Robinson declared for the 2014 NFL Draft following the season. He put on a display at the NFL Scouting Combine withan extremely rare combination of size, strength and athletic ability. Robinson (6-5, 332) was the star of the offensive linemen during the Combine. He ran an amazing time in the 40 of 4.92 seconds with a 10-yard split of 1.68. In the field drills, Robinson showed his ability to bend with fluid hips. He also excelled in the bench press. With Robinson's size, speed, length and strength, there is no doubt that he is a rare athlete.
In the ground game, Robinson is a beast. He is so quick and explosive out of his stance to engage linemen. When Robinson gets his hands on a defender in the run game, he is absolutely dominant. His ability to sustain the block and ride defenders out of the play is tremendous. Many left tackles in the NFL are weak in the ground game, but that isn't the case with Robinson.

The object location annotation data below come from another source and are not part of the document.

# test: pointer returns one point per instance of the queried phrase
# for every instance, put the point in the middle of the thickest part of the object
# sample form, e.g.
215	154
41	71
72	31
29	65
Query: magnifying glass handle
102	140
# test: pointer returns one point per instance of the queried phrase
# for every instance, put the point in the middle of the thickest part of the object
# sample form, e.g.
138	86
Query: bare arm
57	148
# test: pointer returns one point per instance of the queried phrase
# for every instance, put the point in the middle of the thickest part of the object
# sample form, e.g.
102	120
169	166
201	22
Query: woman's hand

Robinson is still somewhat raw in pass blocking. Auburn didn't pass the ball a lot as the team kept the ball on the ground in its spread-option run offense. Robinson has a great quickness, feet and length to be able to negate speed rushers around the corner. He also is too strong to bull rush. Robinson needs some development with his technique, but he has the skill set to be a dominant pass-protector as a pro.
For the NFL, Robinson is a franchise left tackle. It may help him in the beginning to bring him along slowly. Depending on the team that drafts him, he could start out at guard or right tackle before eventually taking over at left tackle. Robinson is highly likely to be a top-five pick.

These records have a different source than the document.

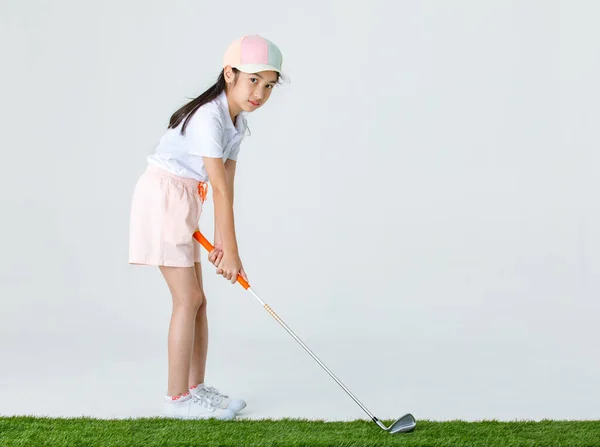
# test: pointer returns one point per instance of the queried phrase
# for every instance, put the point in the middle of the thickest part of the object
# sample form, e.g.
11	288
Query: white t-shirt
210	133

Player Comparison: Tyron Smith.
Robinson's game is similar to Smith. Both of them are extremely quick and athletic. They also are strong to get movement in the ground game. Smith (6-5, 318) is a little bit smaller than Robinson, while Smith entered the NFL as a more polished prospect. Robinson could easily turn into a Pro Bowl left tackle like Smith.
St. Louis, Cleveland, Oakland, Atlanta, Tampa Bay, Buffalo
There are a number of landing spots for Robinson in the top 10. The highest that Robinson could hope to go would be to the Rams at No. 2 overall. Many are projecting him to St. Louis with the second-overall pick. The Rams could consider him to be the future placement for Jake Long. Considering all of Long's injury issues, St. Louis could start out Robinson at guard or right tackle in a critical year for Sam Bradford.
Cleveland could use an improvement at right tackle. If Joe Thomas gets too pricey, the Browns would have their long-term left tackle in house with Robinson.
Oakland signed Donald Penn, but he is just a temporary solution at left tackle. Last year, the Raiders were going to draft Luke Joeckel or Eric Fisher if either fell to the third pick. Oakland feels offensive linemen are safer picks. Robinson and Menelik Watson could give the Raiders long-term bookends. However after signing Penn, it seems more likely that Oakland would target a different position.
The Falcons could easily take Robinson with the sixth pick. Sam Baker hasn't been reliable, and they have to improve their offensive line. Robinson would also help fulfill Atlanta's goal of getting more physical up front.
The Buccaneers moved on from Penn and signed Anthony Collins, but the team still could use help on the inside. Tampa Bay could draft Robinson and start him out at guard and move Collins to the inside when Robinson is ready for left tackle. In the long term, Robinson would settle left tackle for the Bucs.
Buffalo could use a right tackle to pair with Cordy Glenn, but Robinson has little to no shot of lasting to the ninth pick.